Alan Bernardon

Personal information
- Full name: Alan José Bernardon
- Date of birth: 22 June 1994 (age 32)
- Place of birth: Medianeira, Brazil
- Height: 2.01 m (6 ft 7 in)
- Position: Goalkeeper

Team information
- Current team: Java United
- Number: 94

Youth career
- 2010–2013: Londrina
- 2014: Cruzeiro

Senior career*
- Years: Team / Apps / (Gls)
- 2015–2018: Cruzeiro / 0 / (0)
- 2016–2017: → Londrina (loan) / 2 / (0)
- 2018–2021: Londrina / 4 / (0)
- 2019: → Vila Nova (loan) / 0 / (0)
- 2022–2023: Água Santa / 0 / (0)
- 2023–2024: XV de Piracicaba / 1 / (0)
- 2023: → Paysandu (loan) / 1 / (0)
- 2024: Botafogo / 0 / (0)
- 2024: Cascavel / 2 / (0)
- 2024–2025: PSS Sleman / 33 / (0)
- 2025–: Java United / 14 / (0)

= Alan Bernardon =

Brazilian footballer

Alan José Bernardon (born 22 June 1994), simpply known as Alan, is a Brazilian professional footballer who plays as a goalkeeper for Super League club Java United.

== Club career ==
Born in Medianeira, Paraná, Brazil, he joined several local Brazilian clubs.

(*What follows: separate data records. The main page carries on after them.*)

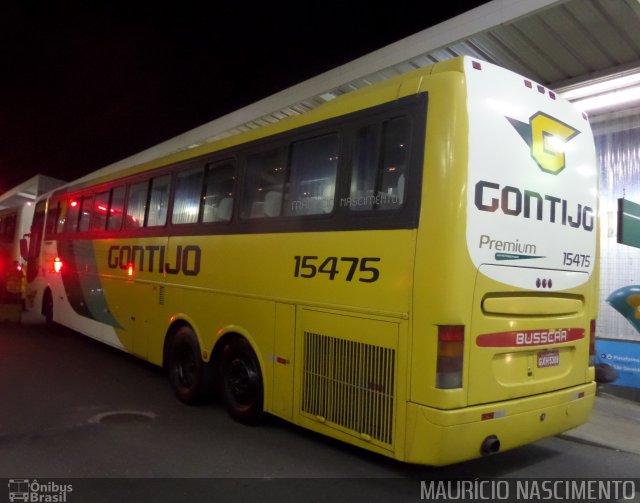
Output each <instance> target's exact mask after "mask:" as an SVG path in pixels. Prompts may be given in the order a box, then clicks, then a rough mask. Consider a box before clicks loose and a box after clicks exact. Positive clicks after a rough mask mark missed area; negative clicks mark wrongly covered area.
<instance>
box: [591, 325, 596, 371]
mask: <svg viewBox="0 0 640 503" xmlns="http://www.w3.org/2000/svg"><path fill="white" fill-rule="evenodd" d="M595 364H596V320H591V324H590V326H589V366H590V367H593V366H595Z"/></svg>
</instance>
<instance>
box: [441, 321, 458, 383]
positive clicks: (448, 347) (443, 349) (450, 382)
mask: <svg viewBox="0 0 640 503" xmlns="http://www.w3.org/2000/svg"><path fill="white" fill-rule="evenodd" d="M463 354H464V325H440V326H438V359H437V364H436V388H439V389H454V388H462V357H463Z"/></svg>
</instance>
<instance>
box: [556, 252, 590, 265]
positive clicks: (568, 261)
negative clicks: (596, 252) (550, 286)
mask: <svg viewBox="0 0 640 503" xmlns="http://www.w3.org/2000/svg"><path fill="white" fill-rule="evenodd" d="M563 254H564V261H563V264H564V265H572V266H576V267H590V266H591V255H582V254H580V253H567V252H564V253H563Z"/></svg>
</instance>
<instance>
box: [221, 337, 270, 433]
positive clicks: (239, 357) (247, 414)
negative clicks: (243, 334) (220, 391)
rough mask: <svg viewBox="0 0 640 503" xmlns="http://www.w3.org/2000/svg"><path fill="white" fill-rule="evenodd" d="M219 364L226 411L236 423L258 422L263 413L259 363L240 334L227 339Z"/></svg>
mask: <svg viewBox="0 0 640 503" xmlns="http://www.w3.org/2000/svg"><path fill="white" fill-rule="evenodd" d="M220 365H221V369H220V371H221V372H220V373H221V380H222V382H221V391H222V397H223V399H224V403H225V406H226V408H227V412H228V413H229V415H230V416H231V417H232V418H233V419H234V420H235V421H237V422H239V423H242V424H246V425H251V426H253V425H256V424H258V423H259V422H260V420H261V418H262V415H263V400H264V388H263V381H262V372H261V371H260V362H259V361H258V357H257V356H256V354H255V353H254V351H253V348H252V347H251V344H249V342H248V341H247V340H246V339H244V338H242V337H234V338H231V339H229V340H227V341H226V342H225V345H224V347H223V348H222V358H221V361H220Z"/></svg>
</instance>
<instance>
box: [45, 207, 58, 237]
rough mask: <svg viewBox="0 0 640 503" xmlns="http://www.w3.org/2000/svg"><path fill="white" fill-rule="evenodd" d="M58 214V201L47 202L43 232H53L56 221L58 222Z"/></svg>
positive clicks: (48, 232) (46, 233)
mask: <svg viewBox="0 0 640 503" xmlns="http://www.w3.org/2000/svg"><path fill="white" fill-rule="evenodd" d="M59 214H60V201H55V202H54V201H51V202H49V209H48V210H47V223H46V225H45V234H46V235H49V234H55V232H56V223H57V222H58V215H59Z"/></svg>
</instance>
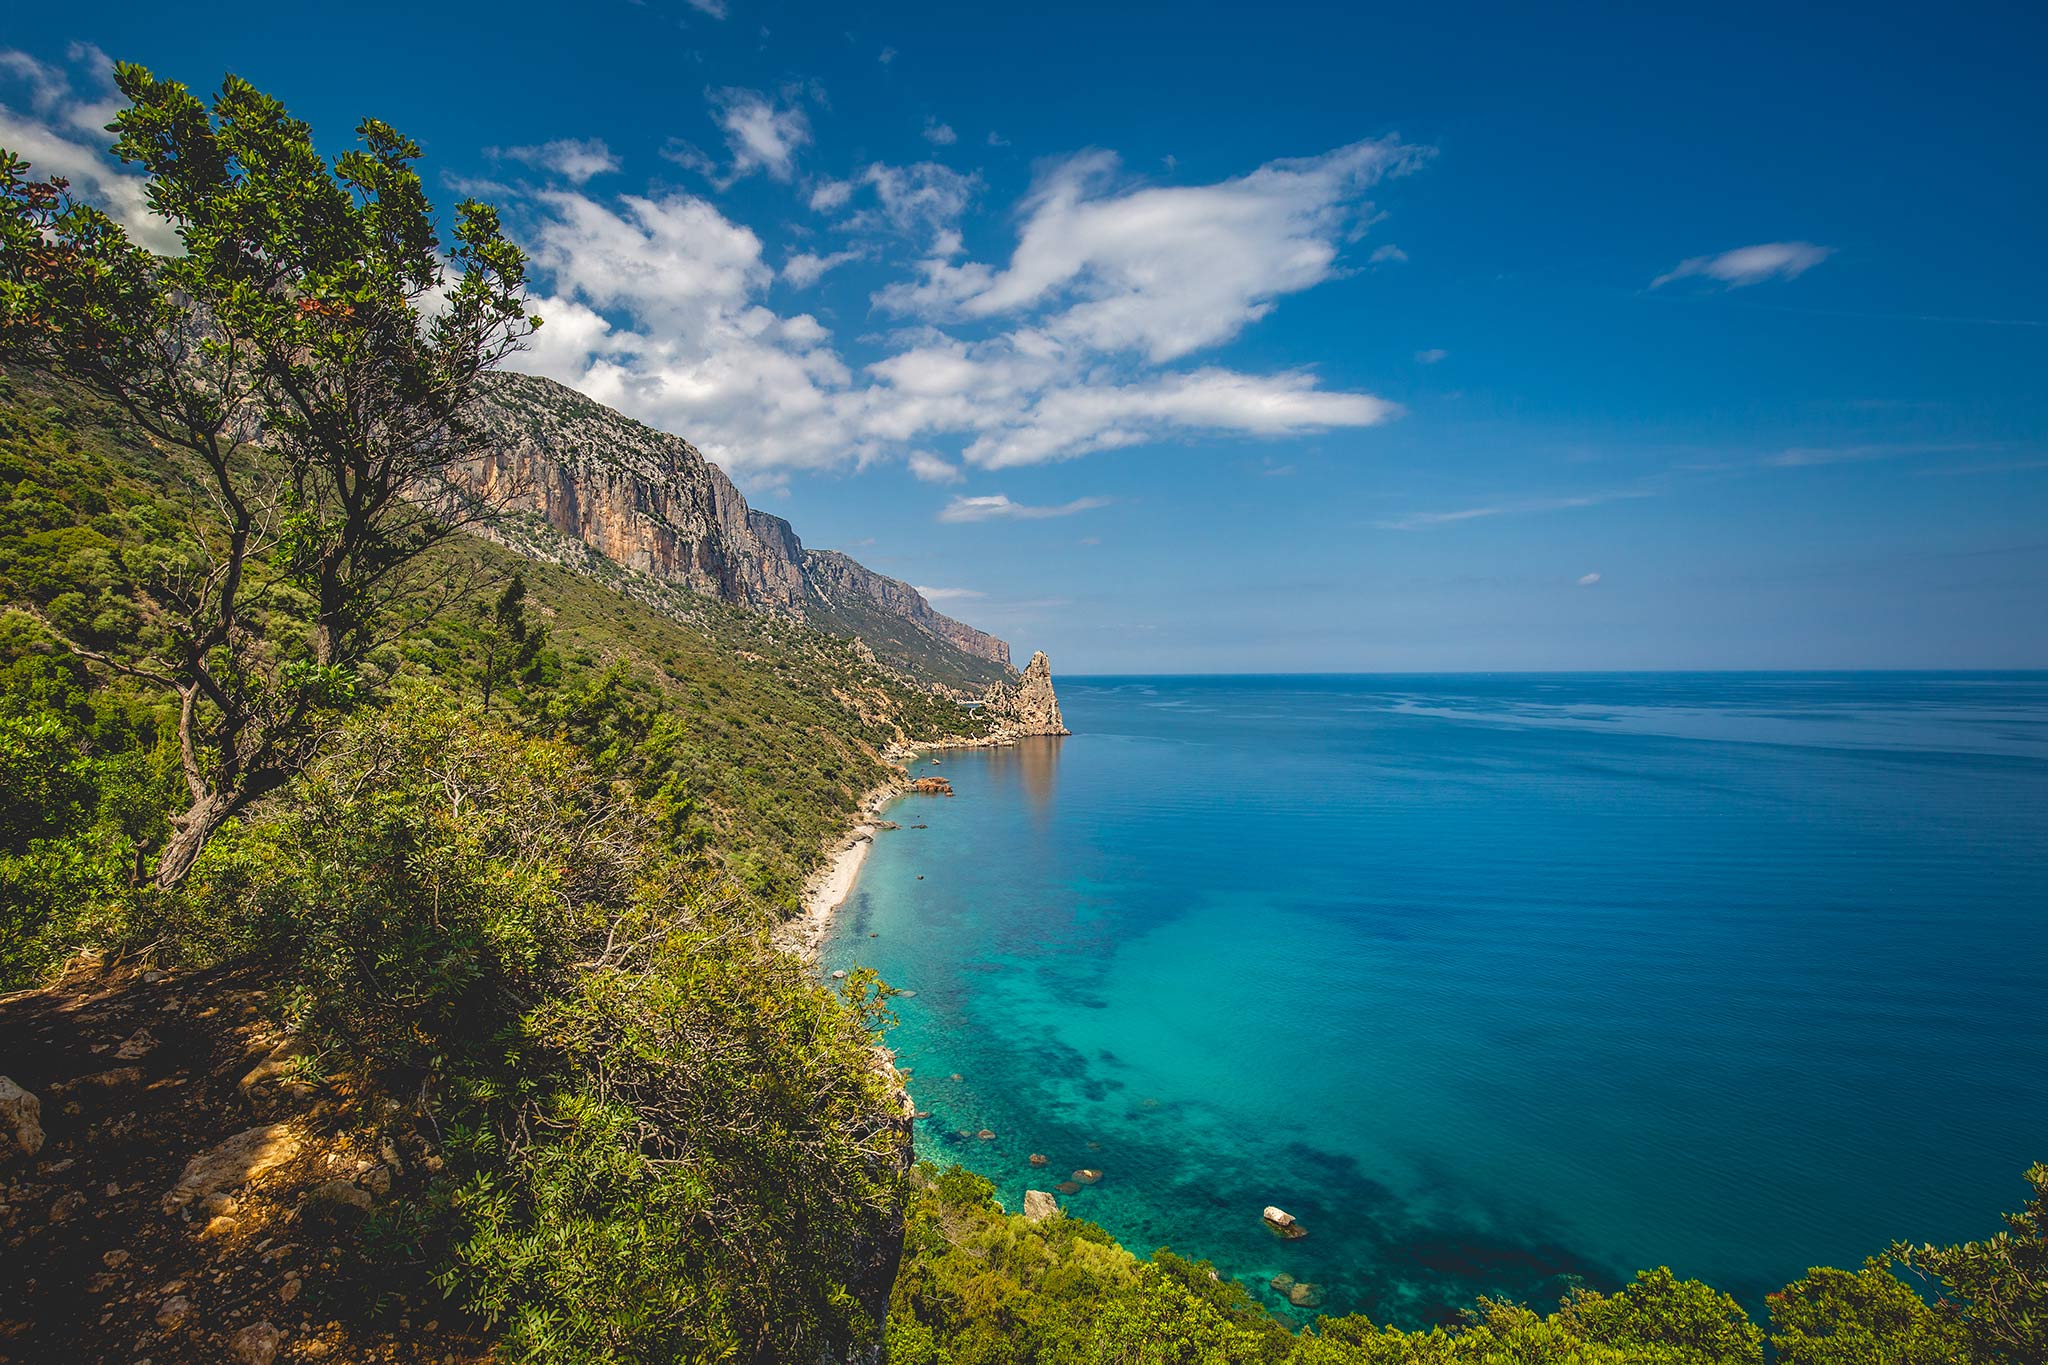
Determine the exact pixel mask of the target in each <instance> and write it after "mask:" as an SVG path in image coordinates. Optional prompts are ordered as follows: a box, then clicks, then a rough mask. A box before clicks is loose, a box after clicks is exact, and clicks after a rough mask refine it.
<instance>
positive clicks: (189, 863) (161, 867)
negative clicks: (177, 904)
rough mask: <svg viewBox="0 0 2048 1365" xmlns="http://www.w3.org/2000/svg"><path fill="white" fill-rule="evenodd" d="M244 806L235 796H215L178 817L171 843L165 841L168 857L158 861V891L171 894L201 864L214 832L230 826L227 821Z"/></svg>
mask: <svg viewBox="0 0 2048 1365" xmlns="http://www.w3.org/2000/svg"><path fill="white" fill-rule="evenodd" d="M244 804H246V802H240V800H236V798H233V796H223V794H219V792H213V794H209V796H201V798H199V800H195V802H193V808H190V810H186V812H184V814H180V817H176V819H174V821H172V823H170V839H166V841H164V853H162V855H160V857H158V860H156V884H158V890H170V888H174V886H176V884H178V882H182V880H184V876H186V874H188V872H190V870H193V864H195V862H199V851H201V849H205V847H207V839H211V837H213V831H215V829H219V827H221V825H223V823H227V817H231V814H236V812H238V810H240V808H242V806H244Z"/></svg>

He decided to go abroad for the first time to Indonesia and joined Liga 1 side PSS Sleman in the 2024–25 season. During his career in Brazil, Alan only made a total of 17 appearances in all competitions. Previously, he played for Cascavel in 2024 Campeonato Brasileiro Série D and only played two matches or 180 minutes of play.

=== PSS Sleman ===
On 1 July 2024, PSS Sleman confirmed the signing of Alan for a free transfer. Alan made his debut for PSS Sleman on 11 August 2024, in 1–0 away lose over Persebaya Surabaya. Despite this, he successfully recorded 8 saves. On 16 September 2024, he keeping a first clean sheet in a 0–0 draw over Bali United. On 20 October 2024, he picked up his first win with PSS Sleman in his eighth appearances and as well as recording his second clean sheet in a 0–3 away win over Barito Putera.

=== Malut United ===
On 22 July 2025, Alan signed a contract with Malut United for the 2025–26 campaign, joining former teammate Vico Duarte.